MLIR‘s only third party dependency is on LLVM, but it doesn’t depend on LLVM IR or any other heavy dependency - it just depends on LLVM's support library which provides efficient hash tables and other memory efficient data structures that the STL does not. There have been discussions about splitting this set of libraries out to its own subproject in LLVM that the LLVM IR project depends on. This would be great for MLIR as well as other LLVM subprojects.
TensorFlow and many other frameworks already use LLVM - if so, MLIR would not be pulling in an additional dependency at all.

How does MLIR represent {control flow, concurrency, …} semantics in TensorFlow?

MLIR provides a dialect that is an isomorphic 1-1 mapping between TensorFlow graphs and MLIR, as well as a pretty complete translator back and forth (the only known gap is that a few TF_DataType enums aren't handled yet). MLIR is a “Multi-Level IR”, which allows it to represent code with different abstraction levels, so the ability to faithfully represent TensorFlow code in a completely backwards compatible way (even if there are some historical warts!) is critical.

In addition to the isomorphic mapping, we are actively working on efforts to raise the abstraction level for working with TensorFlow graphs in MLIR. Doing so would make it even easier to write TensorFlow transformations than it is today, and would provide a path to migrating TF 1.x graphs forward into the TF 2.x world. For example, because MLIR has an extensible type system, we can directly model whether it is impossible for a Tensor value to be a “dead” value - similar to the use of optional types in modern programming languages.

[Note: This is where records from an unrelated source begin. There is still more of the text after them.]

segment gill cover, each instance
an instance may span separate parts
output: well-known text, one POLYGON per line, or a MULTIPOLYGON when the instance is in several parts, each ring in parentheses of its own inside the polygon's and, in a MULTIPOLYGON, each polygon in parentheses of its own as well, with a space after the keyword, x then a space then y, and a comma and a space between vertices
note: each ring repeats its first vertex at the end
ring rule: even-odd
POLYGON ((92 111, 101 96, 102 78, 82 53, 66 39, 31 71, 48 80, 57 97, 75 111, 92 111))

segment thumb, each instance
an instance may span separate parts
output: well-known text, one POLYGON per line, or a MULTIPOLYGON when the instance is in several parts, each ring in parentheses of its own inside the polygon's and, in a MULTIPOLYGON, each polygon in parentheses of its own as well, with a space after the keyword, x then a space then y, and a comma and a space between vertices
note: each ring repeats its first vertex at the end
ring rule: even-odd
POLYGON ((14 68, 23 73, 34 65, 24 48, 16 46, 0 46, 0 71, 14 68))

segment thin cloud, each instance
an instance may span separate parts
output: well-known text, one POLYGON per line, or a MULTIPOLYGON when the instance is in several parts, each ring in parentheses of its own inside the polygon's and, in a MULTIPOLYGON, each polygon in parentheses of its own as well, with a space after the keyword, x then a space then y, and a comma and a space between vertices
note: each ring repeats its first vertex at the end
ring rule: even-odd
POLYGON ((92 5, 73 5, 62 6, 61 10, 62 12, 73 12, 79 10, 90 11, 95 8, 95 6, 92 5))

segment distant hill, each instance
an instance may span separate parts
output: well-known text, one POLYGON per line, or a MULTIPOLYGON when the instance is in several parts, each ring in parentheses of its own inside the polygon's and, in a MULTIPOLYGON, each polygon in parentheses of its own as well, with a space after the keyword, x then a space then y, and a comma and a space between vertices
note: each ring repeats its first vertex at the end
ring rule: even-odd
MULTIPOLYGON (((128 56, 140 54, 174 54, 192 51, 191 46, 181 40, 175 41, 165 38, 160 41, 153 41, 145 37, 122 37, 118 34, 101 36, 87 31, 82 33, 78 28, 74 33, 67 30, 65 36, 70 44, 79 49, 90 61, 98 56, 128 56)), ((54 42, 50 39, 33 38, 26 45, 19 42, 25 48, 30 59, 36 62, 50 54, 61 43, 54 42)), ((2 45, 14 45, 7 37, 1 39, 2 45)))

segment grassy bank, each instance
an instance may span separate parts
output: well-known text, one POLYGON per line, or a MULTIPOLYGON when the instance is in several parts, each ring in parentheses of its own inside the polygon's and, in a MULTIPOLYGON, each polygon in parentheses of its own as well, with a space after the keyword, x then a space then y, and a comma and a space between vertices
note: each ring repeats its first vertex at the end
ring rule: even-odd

These discussions occasionally cause confusion because there are several issues being mixed up into one:

What are the current semantics of TensorFlow graphs, and what invariants can we rely on?
What should the semantics be in TensorFlow 2.0?
What do programs rely on in practice, and if it is unfriendly, can we migrate it?
Can we find a way to make it so transforms don't have to worry about the complexities of Switch/Merge, by using higher level control flow representations? (tentative answer: yes)
How should MLIR represent async vs sync operations, what invariants are provided, how does this dovetail with control flow?
When is it safe and beneficial to perform optimizations that might reduce parallelism?

All of these questions have a “conservative/safe fallback”: we can continue providing exactly the same abstractions that TensorFlow always has. That said, we are trying hard to level-up the representation (taking advantage of the “Multi-Level” part of MLIR) because doing so will make it much much easier to write analyses and transformations than it currently is in TensorFlow.

Non Goals

It is important to point out things that MLIR does not aim to do. For example, there is no runtime component to MLIR: the TensorFlow executor, the TF Lite FlatBuffer interpreter, or other existing runtime should be used as-is.

Another non-goal is that MLIR currently doesn't support a stable binary encoding. We will certainly add this at some point, but existing formats should be used for serialization and distribution in the meantime.